Another Storm rolls into nationals

HOUGHTON – The Keweenaw Storm has struck out on the road west again looking for a California gold rush in its third try at the USA Hockey national level.

The Storm U-19 team begins Tier II Tournament play in the San Jose area Wednesday.

It’s a once-in-a-lifetime experience – playing for a national championship, bonding on the road and seeing the country – and the Storm is on its third consecutive trip.

“I make a standing joke to people when I talk to people about this experience. I’m pretty fortunate to be traveling around the country on the coattails of a bunch of teenage girls. They work hard but they also enjoy some of those things,” head coach Glenn Patrick said.

This time, the Storm is looking to reach the pinnacle after finishing as national runners-up in the U-16 division in the Anaheim area two years ago and reaching the quarterfinals in the Dallas area last year as U-19s.

“We’re definitely a lot better players than we were two years ago. We’ve been working hard every day since on our passing and our shooting and everybody’s so much stronger, everything’s come a long way,” forward Bailey Raffaelli said.

Though in Michigan Tier II teams draw from a smaller geographic area, other states have no restrictions on how far-flung a team can be.

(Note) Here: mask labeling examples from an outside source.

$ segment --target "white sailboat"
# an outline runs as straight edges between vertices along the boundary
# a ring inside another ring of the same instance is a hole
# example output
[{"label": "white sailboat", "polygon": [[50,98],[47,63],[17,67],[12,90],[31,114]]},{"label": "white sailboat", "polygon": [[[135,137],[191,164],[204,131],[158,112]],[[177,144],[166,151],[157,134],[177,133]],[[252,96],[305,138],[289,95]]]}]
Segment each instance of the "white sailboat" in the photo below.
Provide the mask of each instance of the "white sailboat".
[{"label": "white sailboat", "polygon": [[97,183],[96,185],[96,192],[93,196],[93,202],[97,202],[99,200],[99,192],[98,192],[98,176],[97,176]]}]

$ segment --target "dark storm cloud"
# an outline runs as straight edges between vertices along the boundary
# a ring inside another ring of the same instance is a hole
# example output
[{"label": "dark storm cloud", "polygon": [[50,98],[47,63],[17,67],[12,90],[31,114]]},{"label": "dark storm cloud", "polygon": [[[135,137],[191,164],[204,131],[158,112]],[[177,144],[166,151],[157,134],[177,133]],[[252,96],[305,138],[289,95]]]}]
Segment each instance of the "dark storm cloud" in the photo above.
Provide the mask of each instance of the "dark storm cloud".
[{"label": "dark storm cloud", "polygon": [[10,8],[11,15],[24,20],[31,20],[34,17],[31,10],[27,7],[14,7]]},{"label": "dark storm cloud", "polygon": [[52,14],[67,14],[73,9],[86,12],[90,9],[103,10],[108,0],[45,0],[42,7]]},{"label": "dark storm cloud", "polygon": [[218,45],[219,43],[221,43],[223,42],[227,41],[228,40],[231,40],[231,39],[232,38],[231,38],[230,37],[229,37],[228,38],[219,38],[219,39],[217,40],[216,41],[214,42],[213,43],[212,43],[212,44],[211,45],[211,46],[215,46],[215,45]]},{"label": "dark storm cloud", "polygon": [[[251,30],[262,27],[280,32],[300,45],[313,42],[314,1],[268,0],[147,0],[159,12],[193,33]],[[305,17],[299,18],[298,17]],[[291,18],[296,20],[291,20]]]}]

But it’s clear the players see the relatively compact region their teammates come from as a strength, not a liability.

“Living in such a small town keeps us really close together. We’re always together, even at school or after practice. We’re a really close team,” defender Cassidy Rajala said.

In addition to the cohesiveness and skill-building that comes from having what is largely the same group together for a three-year span, Patrick talked about the committment to off-ice physical training the girls made months ago, fitting in several days each week.

“They are so much stronger than they were last year. That just shows their dedication. They just want to succeed and they just work hard,” he said.

The Storm will play three pool play games, one apiece on Wednesday, Thursday and Friday. Then, if everything goes to plan, it’s on to the pressure cooker of single elimination tournament hockey. Quarterfinals are Saturday with the semifinals and finals Sunday.

“It’s just like our high school playoffs up here. Once you get past the pool play it’s one game and it’s over, whereas if you’re over in a tournament in Thunder Bay or playing someone in the Canadian Sault, just playing for the weekend, you’re just trying to improve,” Patrick said. “We just try to teach during the whole season, now when you get into the state tournament, when you get into the national tournament, there’s that finality to it. It’s a little haunting and it makes it a little more intense.”

It’s a situation the Storm are familiar with and has thrived in. Just a few weeks ago at the state tournament, Keweenaw trailed Marquette 2-0 early but came back for the victory in the title game.

“Confidence comes from working hard to develop your skills, studying the game enough to learn how to move without the puck and know what to do and having the heart and desire and ambition to do it. They possess all three of those and if you work on those three, you can have confidence and you can succeed,” Patrick said.

The reward is an experience that features some serious hockey but some good times, too.

“It’s like one big vacation plus we get to do what we love and we hope to do well out there,” forward Lexi Pyykkonen said.

The whole team is grateful for support from the community to help them chase their hockey dreams.

“The Keweenaw Storm team would really like to thank the community again for the great support. We know it’s difficult, it’s three years in a row. We sincerely appreciate it. It’s an expensive trip and the community once again has responded well. It’s a great trip and we’re looking forward to represent the Copper Country well,” Patrick said.